Il ministro della Salute Beatrice Lorenzin ha dichiarato a Gioco News “La proposta di aggiornamento dei Lea prevede che il trattamento della dipendenza da gioco d’azzardo patologico venga eseguito nei servizi territoriali per le dipendenze (SeRT) già presenti in tutto il territorio nazionale e già finanziati con le ordinarie risorse a destinazione indistinta. Pertanto, non sarà necessario istituire nuovi servizi ad hoc, ma sarà sufficiente potenziare i servizi esistenti e provvedere alla formazione specifica del personale. Lo stanziamento di 50 milioni di euro sarà prevalentemente destinato a questo scopo”. A suo modo di vedere servirebbero dei servizi ad hoc?

“Concordo con il ministro che i Ser.T. - tradizionalmente deputati alla cura delle dipendenze da sostanze (legali ed illegali) - possano divenire, nell'ambito dei Dipartimenti per le dipendenze i Servizi per la cura delle dipendenze comportamentali tra cui il gioco d'azzardo.
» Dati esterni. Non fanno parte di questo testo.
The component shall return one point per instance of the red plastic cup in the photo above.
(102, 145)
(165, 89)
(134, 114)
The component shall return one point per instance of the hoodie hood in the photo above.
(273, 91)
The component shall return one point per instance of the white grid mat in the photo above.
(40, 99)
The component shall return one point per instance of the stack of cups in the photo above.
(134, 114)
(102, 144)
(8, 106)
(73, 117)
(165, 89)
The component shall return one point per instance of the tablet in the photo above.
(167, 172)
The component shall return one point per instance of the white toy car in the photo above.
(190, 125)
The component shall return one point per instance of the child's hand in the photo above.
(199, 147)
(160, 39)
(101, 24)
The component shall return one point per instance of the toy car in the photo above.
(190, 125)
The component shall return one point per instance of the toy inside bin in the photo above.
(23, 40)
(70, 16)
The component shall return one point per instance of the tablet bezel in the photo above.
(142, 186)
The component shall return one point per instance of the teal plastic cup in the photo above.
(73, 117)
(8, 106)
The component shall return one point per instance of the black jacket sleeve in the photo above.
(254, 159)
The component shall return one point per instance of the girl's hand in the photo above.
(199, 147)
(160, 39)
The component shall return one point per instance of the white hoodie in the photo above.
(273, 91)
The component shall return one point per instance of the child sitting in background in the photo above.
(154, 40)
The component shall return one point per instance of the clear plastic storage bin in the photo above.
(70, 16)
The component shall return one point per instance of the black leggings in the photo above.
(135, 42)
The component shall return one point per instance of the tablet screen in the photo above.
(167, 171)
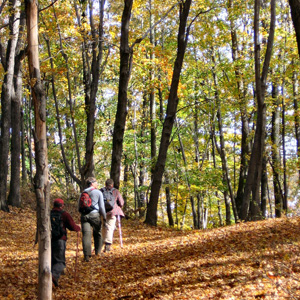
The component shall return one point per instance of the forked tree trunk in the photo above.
(151, 216)
(41, 182)
(255, 166)
(6, 99)
(14, 197)
(120, 121)
(275, 151)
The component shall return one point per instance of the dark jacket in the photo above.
(119, 203)
(97, 201)
(68, 222)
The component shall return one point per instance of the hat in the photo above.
(59, 202)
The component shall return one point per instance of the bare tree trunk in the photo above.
(264, 187)
(169, 210)
(275, 150)
(285, 184)
(92, 54)
(255, 166)
(295, 8)
(41, 181)
(297, 118)
(24, 171)
(151, 216)
(221, 151)
(152, 94)
(14, 197)
(245, 145)
(125, 69)
(6, 98)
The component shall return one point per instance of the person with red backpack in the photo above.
(91, 207)
(60, 222)
(113, 202)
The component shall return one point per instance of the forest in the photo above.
(190, 106)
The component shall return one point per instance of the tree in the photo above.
(8, 92)
(41, 182)
(125, 69)
(182, 39)
(255, 165)
(14, 197)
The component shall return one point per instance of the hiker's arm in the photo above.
(70, 224)
(102, 210)
(120, 200)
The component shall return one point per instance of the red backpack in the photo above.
(85, 203)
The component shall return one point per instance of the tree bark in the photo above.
(275, 151)
(14, 197)
(297, 118)
(245, 145)
(151, 216)
(41, 182)
(6, 98)
(295, 12)
(120, 121)
(169, 210)
(255, 166)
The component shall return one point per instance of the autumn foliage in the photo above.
(258, 260)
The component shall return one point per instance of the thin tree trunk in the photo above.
(151, 216)
(245, 145)
(275, 150)
(255, 166)
(24, 171)
(169, 210)
(14, 197)
(6, 98)
(285, 184)
(264, 187)
(125, 70)
(152, 94)
(297, 118)
(41, 183)
(221, 151)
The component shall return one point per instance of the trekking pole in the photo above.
(120, 231)
(76, 259)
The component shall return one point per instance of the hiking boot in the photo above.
(54, 280)
(107, 247)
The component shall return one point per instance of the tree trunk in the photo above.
(255, 166)
(297, 118)
(14, 197)
(6, 98)
(285, 184)
(169, 210)
(295, 9)
(245, 145)
(92, 53)
(275, 150)
(41, 182)
(151, 216)
(152, 94)
(24, 171)
(222, 153)
(264, 187)
(120, 121)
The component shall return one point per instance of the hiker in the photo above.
(91, 219)
(60, 222)
(113, 202)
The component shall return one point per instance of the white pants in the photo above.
(109, 228)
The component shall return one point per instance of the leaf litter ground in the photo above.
(255, 260)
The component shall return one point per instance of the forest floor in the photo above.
(255, 260)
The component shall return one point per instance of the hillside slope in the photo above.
(258, 260)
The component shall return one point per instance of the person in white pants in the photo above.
(112, 195)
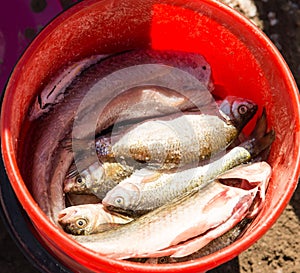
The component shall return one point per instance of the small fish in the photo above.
(88, 219)
(48, 131)
(184, 140)
(220, 242)
(174, 229)
(97, 179)
(148, 189)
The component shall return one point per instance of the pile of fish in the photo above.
(136, 159)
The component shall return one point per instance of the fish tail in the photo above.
(256, 146)
(261, 125)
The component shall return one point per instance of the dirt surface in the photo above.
(278, 250)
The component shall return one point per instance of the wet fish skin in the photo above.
(215, 245)
(158, 233)
(147, 189)
(186, 139)
(97, 179)
(88, 219)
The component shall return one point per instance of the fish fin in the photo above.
(151, 178)
(256, 146)
(261, 125)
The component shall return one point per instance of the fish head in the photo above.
(76, 184)
(125, 196)
(237, 111)
(76, 220)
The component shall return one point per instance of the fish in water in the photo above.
(88, 219)
(174, 228)
(97, 179)
(172, 143)
(148, 189)
(46, 154)
(220, 242)
(188, 139)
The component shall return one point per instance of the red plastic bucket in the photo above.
(244, 62)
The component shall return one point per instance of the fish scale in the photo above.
(139, 193)
(147, 235)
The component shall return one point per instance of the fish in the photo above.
(89, 219)
(46, 135)
(200, 129)
(174, 229)
(215, 245)
(148, 189)
(97, 179)
(187, 139)
(54, 91)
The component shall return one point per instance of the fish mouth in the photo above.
(64, 215)
(129, 213)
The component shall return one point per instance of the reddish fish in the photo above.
(174, 228)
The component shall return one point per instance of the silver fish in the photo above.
(148, 189)
(47, 158)
(88, 219)
(167, 144)
(217, 244)
(97, 179)
(174, 229)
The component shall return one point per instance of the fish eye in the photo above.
(119, 201)
(79, 179)
(81, 223)
(243, 109)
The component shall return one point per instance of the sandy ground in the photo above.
(278, 250)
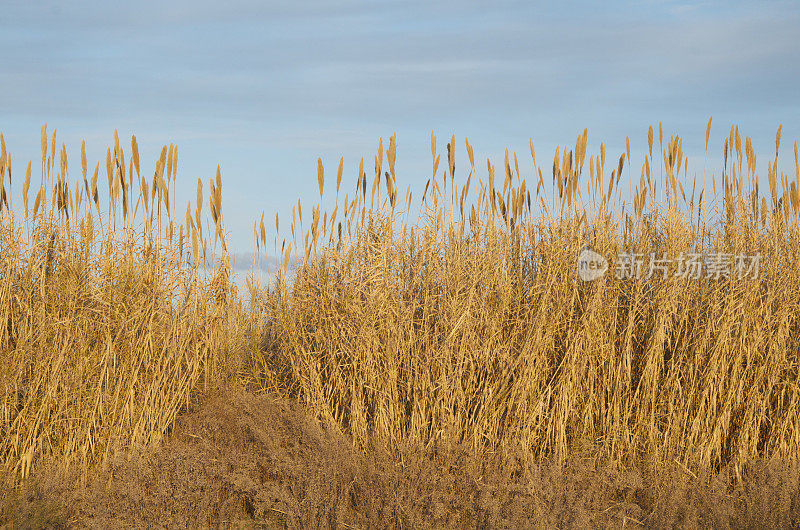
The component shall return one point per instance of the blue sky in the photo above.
(263, 88)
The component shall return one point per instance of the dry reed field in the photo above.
(448, 322)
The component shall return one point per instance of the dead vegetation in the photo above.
(451, 370)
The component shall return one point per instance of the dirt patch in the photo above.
(255, 461)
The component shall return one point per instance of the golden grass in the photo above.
(468, 325)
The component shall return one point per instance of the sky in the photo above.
(263, 89)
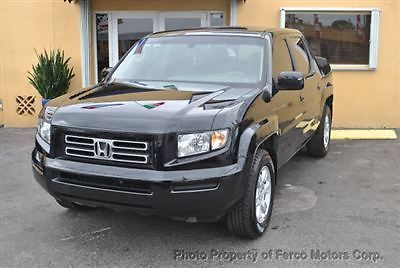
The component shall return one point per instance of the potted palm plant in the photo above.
(51, 76)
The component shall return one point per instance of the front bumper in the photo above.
(191, 195)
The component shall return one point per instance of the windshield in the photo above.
(195, 59)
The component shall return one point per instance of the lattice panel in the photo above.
(26, 105)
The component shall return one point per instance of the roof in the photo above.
(245, 31)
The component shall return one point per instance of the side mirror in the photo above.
(290, 81)
(323, 65)
(105, 72)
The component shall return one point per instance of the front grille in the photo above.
(116, 150)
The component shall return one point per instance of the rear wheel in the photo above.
(71, 205)
(249, 218)
(318, 146)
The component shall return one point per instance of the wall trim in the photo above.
(84, 8)
(233, 21)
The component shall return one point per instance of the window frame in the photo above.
(157, 14)
(374, 32)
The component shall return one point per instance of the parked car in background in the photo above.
(191, 124)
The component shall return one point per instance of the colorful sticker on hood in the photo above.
(152, 105)
(95, 106)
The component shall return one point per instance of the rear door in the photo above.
(310, 95)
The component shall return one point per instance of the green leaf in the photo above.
(51, 76)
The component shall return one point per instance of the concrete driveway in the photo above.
(338, 211)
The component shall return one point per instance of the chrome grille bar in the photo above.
(107, 149)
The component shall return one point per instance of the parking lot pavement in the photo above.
(346, 205)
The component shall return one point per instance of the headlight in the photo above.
(197, 143)
(45, 123)
(44, 130)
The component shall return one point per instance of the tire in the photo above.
(318, 146)
(71, 205)
(242, 219)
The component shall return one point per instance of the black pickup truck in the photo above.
(190, 124)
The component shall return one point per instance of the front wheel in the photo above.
(319, 144)
(249, 218)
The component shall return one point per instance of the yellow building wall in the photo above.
(156, 5)
(26, 26)
(362, 99)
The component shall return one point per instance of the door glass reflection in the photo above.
(130, 30)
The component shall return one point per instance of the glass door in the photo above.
(126, 29)
(122, 29)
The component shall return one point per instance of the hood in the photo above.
(140, 109)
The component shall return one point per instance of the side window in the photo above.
(300, 55)
(281, 61)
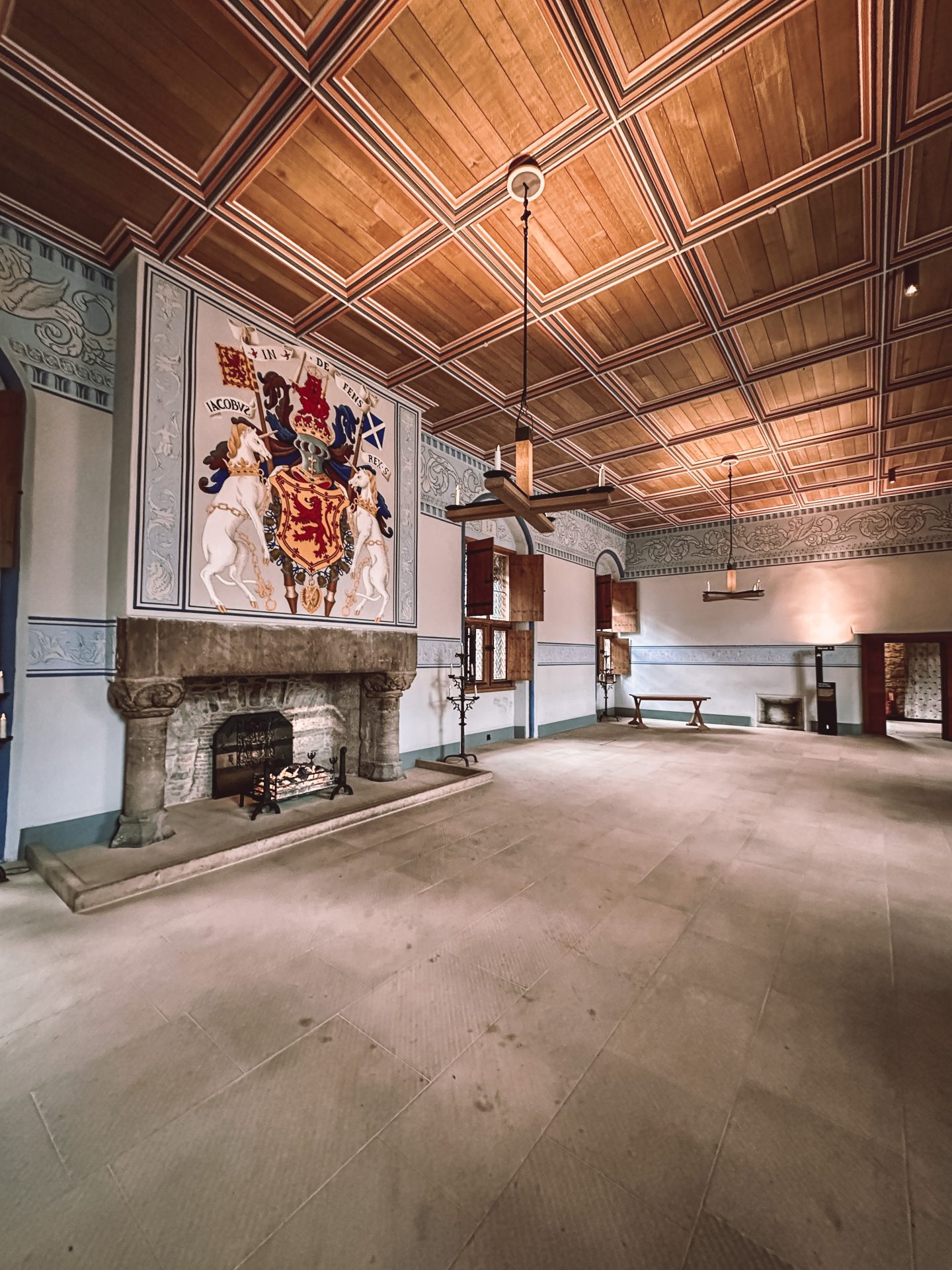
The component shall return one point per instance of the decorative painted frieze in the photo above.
(58, 313)
(576, 538)
(844, 656)
(847, 531)
(60, 647)
(565, 654)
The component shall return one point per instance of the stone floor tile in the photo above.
(649, 1136)
(838, 1062)
(379, 1212)
(691, 1035)
(932, 1241)
(634, 937)
(815, 1194)
(102, 1109)
(255, 1015)
(729, 968)
(717, 1246)
(88, 1228)
(560, 1214)
(430, 1011)
(212, 1185)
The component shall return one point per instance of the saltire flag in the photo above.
(237, 371)
(374, 431)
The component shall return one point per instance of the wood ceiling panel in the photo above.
(920, 355)
(590, 215)
(851, 372)
(651, 486)
(918, 433)
(818, 237)
(361, 338)
(499, 362)
(738, 441)
(446, 295)
(834, 493)
(923, 480)
(643, 465)
(245, 265)
(575, 404)
(325, 193)
(920, 399)
(926, 211)
(776, 502)
(641, 310)
(724, 135)
(493, 429)
(573, 479)
(746, 469)
(103, 186)
(676, 371)
(834, 474)
(927, 65)
(935, 298)
(179, 71)
(711, 412)
(615, 436)
(819, 423)
(466, 87)
(930, 456)
(859, 446)
(448, 397)
(810, 327)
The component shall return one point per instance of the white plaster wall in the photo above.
(69, 742)
(828, 603)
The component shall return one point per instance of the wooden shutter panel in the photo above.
(621, 657)
(479, 577)
(527, 589)
(518, 654)
(625, 606)
(603, 603)
(12, 409)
Va assolutamente evitata sia un'allocazione ‘a macchia di leopardo’ differente da Regione a Regione e nell'ambito delle singole Regioni che una impropria e pericolosa allocazione presso i Servizi di salute mentale. Il DSM V inserisce il Gap tra i disturbi da addiction e come tale va trattato. Negli ultimi 10 anni abbiamo assistito ad un progressivo mutamento di prospettiva clinica e culturale nell'ambito delle dipendenze, accanto ad un parallelo percorso di formazione degli operatori. -sebbene probabilmente ad oggi ancora incompiuto su tutto il territorio nazionale- che ha visto l'istituzione all'interno dei Ser.T. di equipe specializzate nel trattamento dei giocatori patologici. L'indirizzo negli anni futuri, dopo questa fase di necessaria specializzazione e maturazione d'esperienza, dovrà andare nella direzione di destinare i pazienti con una patologia di dipendenza (sia da sostanza che da comportamento)  verso percorsi di cura specifici ma all'interno degli stessi servizi che tradizionalmente si sono occupati di dipendenze. Questo dovrebbe prevedere pertanto un potenziamento delle dotazioni organiche ed un costante investimento in percorsi di formazione ed aggiornamento.

Potrebbe essere utile, inoltre, sollecitare i Ser.T. ad interagire maggiormente con la rete dei servizi e con le associazioni dei cittadini attive a livello territoriale per costruire percorsi di empowerment, in quanto molto del lavoro di contrasto al gioco d'azzardo deve passare attraverso la pressione dei soggetti direttamente coinvolti. In questo i Ser.T. possono avere un importante ruolo di attivazione di interventi di comunità locale e di advocacy. Quindi non servizi a sé stanti ma gruppi di lavoro specialistici, potenziati sotto tutti i punti di vista, nell'ambito dei Servizi per le dipendenze”.